Malgré cela, l’ambition environnementale de l’exécutif européen a été freinée à maintes reprises par les craintes de nombreuses capitales (et forces politiques à Bruxelles) quant aux conséquences politiques d’une véritable révolution des modes de vie qui nécessite de s’adapter au changement climatique. une Europe qui se tourne de plus en plus vers l’extrême droite négationniste. Au point que dans le nouveau mandat reçu par l’Allemande Ursula von der Leyen, on ne parle même plus d’une transition « verte », mais plutôt « propre ». Un euphémisme qui semble plus acceptable dans le contexte politique actuel, qui a également conduit au fait que la proposition faite par la Commission au début de l'année de fixer les émissions de gaz à effet de serre comme objectif pour 2040 n'a pas encore été transformée en mandat officiel. Les dépenses de l’ensemble des Vingt-Sept sont réduites « d’au moins » 90 % par rapport aux niveaux de 1990.

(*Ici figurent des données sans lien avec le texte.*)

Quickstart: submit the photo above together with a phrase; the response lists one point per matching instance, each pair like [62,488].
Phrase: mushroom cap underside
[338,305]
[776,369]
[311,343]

Le paysage politique de plus en plus à droite se reflète également à Bruxelles, avec une Commission à forte majorité conservatrice (14 des 26 commissaires proposés, outre Von der Leyen, sont issus du Parti populaire européen, qui a tenté de renverser ou de ralentir plusieurs fois en baisse ces dernières années, plusieurs lois environnementales), rejoints par un autre du parti conservateur et réformiste ECR de la première ministre ultra-italienne Giorgia Meloni et un autre issu des rangs des Patriotes pour l'Europe du Hongrois Viktor Orbán et de la Française Marine Le Pen. . Pendant ce temps, au Parlement européen, qui doit désormais ratifier l'équipe de Von der Leyen, la droite et l'extrême droite ont déjà noué plusieurs alliances pour vaincre l'opposition des partis pro-européens traditionnels.
« Nous sommes à un moment critique dans la lutte contre le dérèglement climatique, mais nos dirigeants dorment au volant », critique Steve Trent, PDG et fondateur de l'Environmental Justice Foundation. « 1,5 °C était l’objectif convenu lors des négociations de Paris sur le climat, mais nous sommes sur la bonne voie pour atteindre un minimum de 2,6 °C dans le cadre des politiques actuelles – et ce, si ces objectifs sont réellement atteints. Chaque jour que nous retardons, chaque fraction de degré que nous permettons à la température mondiale d’augmenter constitue une menace directe pour l’avenir de la vie sur Terre. Plus nous laissons proliférer les énergies fossiles, plus nous puisons dans les réserves de la nature sans rien rendre, plus des événements comme celui-ci seront graves et fréquents », prévient-il dans un communiqué publié après la tragédie espagnole et à la veille de la prochaine COP29, à Bakou (Azerbaïdjan), dont la tenue débutera le 11 novembre, juste avant la fin des auditions des membres du futur exécutif européen.
« Ces auditions seront le test décisif pour évaluer l'ampleur des ambitions de l'UE en matière d'action climatique dans les années à venir », déclare Chiara Martinelli, directrice de CAN Europe. Pour cette organisation qui regroupe des ONG environnementales sur tout le continent européen, il est essentiel que le vote des commissaires nommés par le Parlement européen « ne soit pas une chambre d'écho de rhétorique vide de sens ». Au cours des deux semaines d'auditions à Bruxelles, « nous voulons entendre de vrais plans d'action pour de vraies actions », déclare Sven Harmeling, responsable climat du CAN.